We have to set goals and then set our focus to execute them. Without setting goals and giving these goals attention, quality time, and energy, the church whirlwind will keep us from really getting our people out of their seats and out into the world on the Mission of God.

Decrease the gap between knowledge and obedience by doing
Steve Moore, former president of Missio Nexus, once said:

When the gap between knowledge and obedience gets larger, spiritual power decreases.

Steve claims that today the west has adopted a knowing-based definition of spiritual maturity, as opposed to the New Testament Church who embodied an action-based definition.

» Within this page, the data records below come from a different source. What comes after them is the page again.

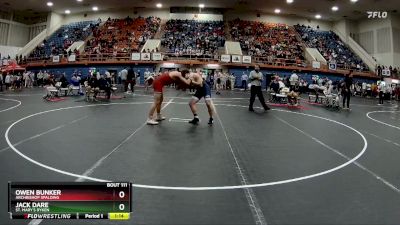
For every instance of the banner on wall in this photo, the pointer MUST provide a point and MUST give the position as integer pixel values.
(225, 58)
(386, 72)
(145, 56)
(246, 59)
(316, 64)
(72, 58)
(236, 58)
(157, 57)
(135, 56)
(332, 66)
(56, 58)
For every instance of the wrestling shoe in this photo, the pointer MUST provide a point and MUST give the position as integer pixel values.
(151, 122)
(195, 121)
(160, 118)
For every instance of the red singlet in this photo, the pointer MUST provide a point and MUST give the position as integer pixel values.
(161, 81)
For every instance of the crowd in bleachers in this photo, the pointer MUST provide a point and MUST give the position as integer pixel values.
(63, 38)
(190, 37)
(122, 35)
(331, 47)
(266, 40)
(380, 70)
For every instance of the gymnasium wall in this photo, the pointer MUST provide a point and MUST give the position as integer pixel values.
(282, 73)
(8, 51)
(102, 69)
(104, 15)
(199, 17)
(290, 20)
(375, 36)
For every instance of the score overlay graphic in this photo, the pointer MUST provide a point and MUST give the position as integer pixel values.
(70, 200)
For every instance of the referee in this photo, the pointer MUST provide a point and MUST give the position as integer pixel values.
(255, 79)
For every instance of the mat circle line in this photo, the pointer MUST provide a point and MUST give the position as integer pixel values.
(12, 107)
(6, 135)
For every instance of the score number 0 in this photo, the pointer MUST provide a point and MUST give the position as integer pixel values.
(121, 195)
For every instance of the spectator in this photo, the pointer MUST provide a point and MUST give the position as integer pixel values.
(256, 78)
(124, 76)
(193, 38)
(346, 93)
(244, 81)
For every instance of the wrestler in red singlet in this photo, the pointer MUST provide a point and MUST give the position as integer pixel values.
(161, 81)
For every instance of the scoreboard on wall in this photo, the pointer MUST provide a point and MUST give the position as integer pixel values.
(72, 200)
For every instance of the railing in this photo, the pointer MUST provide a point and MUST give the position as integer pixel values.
(277, 63)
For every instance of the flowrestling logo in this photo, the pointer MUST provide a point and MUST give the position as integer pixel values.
(377, 14)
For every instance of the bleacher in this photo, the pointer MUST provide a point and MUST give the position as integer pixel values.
(122, 35)
(331, 47)
(269, 40)
(191, 37)
(61, 39)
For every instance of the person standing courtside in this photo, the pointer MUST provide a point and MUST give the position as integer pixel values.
(255, 79)
(346, 93)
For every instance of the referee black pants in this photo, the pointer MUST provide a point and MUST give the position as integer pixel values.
(256, 91)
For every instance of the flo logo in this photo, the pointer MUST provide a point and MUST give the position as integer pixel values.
(377, 15)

He elaborates by saying that people who knew very little did a lot and consequently grew a powerful disciple-making movement that influenced history more than any other prior or since. Talk about a missional culture!

Steve is on to something.

Believers together—churches—need to examine the gaps that exist between their knowledge and their actions in order to discover and release the power of God in greater ways throughout their immediate community and the world.

Consider what Alan Hirsch writes in his book The Forgotten Ways:

The Hebrews acted their way into a new way of thinking instead of thinking their way into a new way of acting. . . . Many church leaders go to a conference to access a whole lot of new ideas about church renewal, leadership, and mission. The problem is that this is all they get—new thinking. They still have to deal with an unchanged congregation. And on a deeper look they soon realize that their own behaviors remain unchanged. It is genuinely hard to change one’s behaviors by merely getting new ideas. . . . Even though gaining knowledge is essential to transformation, we soon discover that it’s going to take a whole lot more than new thinking to transform us.

Hirsch submits that in order to decrease the gap between knowledge and obedience, we just need to do.

The good news? There are things to do, skills that can be learned and practiced so that any believer can act their way into a new way of thinking–missional thinking.